Nachfolgend wird eine geringfügig gekürzte und veränderte Protestaktion von Rettet den Regenwald e.V. dokumentiert.

Der 3.000 km lange São Francisco Fluss gilt als die Lebensader Nordostbrasiliens. Als einziger ganzjährig Wasser führender Fluss durchquert er die Trockengebiete des Landes. In seinem Einzugsbereich leben etwa 12 Millionen Menschen. Für 32 indigene Völker ist das Flusstal die Heimat. Die Auswirkungen des Mammutprojekts für Mensch und Natur sind gravierend. Entgegen internationaler Konventionen und der brasilianischen Verfassung wurde die Bevölkerung nicht über das Projekt konsultiert.

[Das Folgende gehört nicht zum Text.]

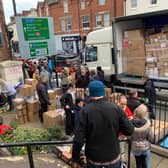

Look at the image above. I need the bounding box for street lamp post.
[12,0,17,16]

Die Regierung gibt vor, mit dem Projekt die Wasserversorgung der Bevölkerung zu verbessern, doch Wasserleitungen zu den Dörfer sind innerhalb des Projekts gar nicht budgetiert. Bereits 2006 hat die nationale Wasserbehörde ANA effektivere und deutlich günstigere Alternativen für das monumentale Projekt aufgezeigt. Die dezentrale Wasserversorgung könnte die Bevölkerung in der sonnigen Region viel besser sichern.